Haltestelle wurde umbenannt

Aus "HDI-Arena" wird "Robert-Enke-Straße"

Bewährter Platz, neuer Name: Seit dem 1. Juli heißt die Haltestelle am ehemaligen WM-Stadion in Hannover nicht mehr „HDI-Arena“, sondern „Robert-Enke-Straße“. Beim offiziellen Termin zur Umbenennung waren GVH Geschäftsführer Ulf-Birger Franz, Hannover 96-Geschäftsführer Martin Kind, 96-Sportdirektor Marcus Mann und Jan Baßler, der Geschäftsführer der Robert-Enke-Stiftung, dabei und lobten die Entscheidung, die Haltestelle nach dem ehemaligen Nationaltorwart und 96-Kapitän zu benennen.

Die Straße am Stadion ist bereits seit 2011 nach Robert Enke benannt. Seit Anfang des Monats hat das Isernhagener Unternehmen Heinz von Heiden das Namenssponsoring für die Arena übernommen, der Massivhaushersteller wird bei der Haltestellen-Durchsage in den Bussen zusätzlich zur Robert-Enke-Straße erwähnt. An der Haltestelle stoppen die Busse der beliebten ÜSTRA Erlebnislinie 100/200, auf der ausschließlich Elektrobusse eingesetzt werden.

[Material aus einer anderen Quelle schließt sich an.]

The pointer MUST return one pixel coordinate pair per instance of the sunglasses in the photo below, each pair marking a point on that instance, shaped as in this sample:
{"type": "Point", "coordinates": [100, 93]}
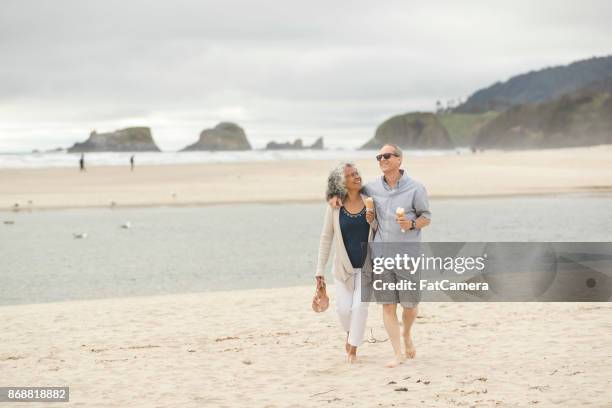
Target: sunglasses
{"type": "Point", "coordinates": [387, 156]}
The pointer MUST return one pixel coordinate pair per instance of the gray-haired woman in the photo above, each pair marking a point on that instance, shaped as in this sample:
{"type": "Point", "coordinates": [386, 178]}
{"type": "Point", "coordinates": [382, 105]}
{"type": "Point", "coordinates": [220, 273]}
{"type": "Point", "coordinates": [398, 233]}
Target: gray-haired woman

Martin Kind, Ulf-Birger Franz, Marcus Mann und Jan Baßler stehen vor dem Haltestellenmast "Robert-Enke-Straße".
Martin Kind (96-Geschäftsführer), Ulf-Birger Franz (GVH Geschäftsführer), Marcus Mann (96-Sportdirektor) und Jan Baßler (Geschäftsführer der Robert-Enke-Stiftung) vor dem Haltestellenmast "Robert-Enke-Straße".© GVH/Arp

„Für uns ist es eine große Freude, diese Haltestelle nach Robert Enke benennen zu können“, sagte GVH Geschäftsführer Ulf-Birger Franz und erklärte beim Pressetermin, dass die Namensidee für die Umbenennung von Mitarbeiterinnen und Mitarbeitern der ÜSTRA gekommen sei und alle sofort begeistert habe. „Robert Enke steht nicht nur für erfolgreichen und tollen Fußball in Hannover, sondern auch für eine hohe Identifikation.“

Grüße aus Portugal hatte Jan Baßler, der Geschäftsführer der Robert-Enke-Stiftung, mitgebracht. „Teresa Enke ist gerade dort, sie freut sich sehr über die Initiative und die Umsetzung. Es bedeutet ihr nach wie vor viel, dass Robert und der Stiftung weiter große Wertschätzung und Verbundenheit entgegengebracht wird“, sagte Baßler. „Für uns als Stiftung ist das ein tolles Signal, das unsere Arbeit stützt.“

Martin Kind, der 96-Profi-Geschäftsführer, lobte die „verkehrstechnisch gute Lösung der Haltestelle“ und betonte, dass er die Umbenennung „gut“ findet: „Dass der Zusatz Heinz von Heiden Arena bei der Busdurchsage aufgenommen wird, finde ich ebenfalls positiv.“ Dass auch Marcus Mann, der Sportdirektor der „Roten“, sich Zeit für den Termin genommen hatte, kam gut an. „Ich habe Robert Enke leider nicht mehr kennenlernen dürfen. Aber ich weiß sehr genau, was für ein excellenter Torhüter er war. Seine Stationen in Lissabon, Mönchengladbach und Barcelona sprechen für sich, genau wie seine Leistungen in Hannover. Ich weiß aus Gesprächen, dass alle, die ihn erleben durften bei 96, ihn nicht nur als Sportler, sondern auch als Persönlichkeit geschätzt haben.“

 

Für uns ist es eine große Freude, diese Haltestelle nach Robert Enke benennen zu können. Robert Enke steht nicht nur für erfolgreichen und tollen Fußball in Hannover, sondern auch für eine hohe Identifikation.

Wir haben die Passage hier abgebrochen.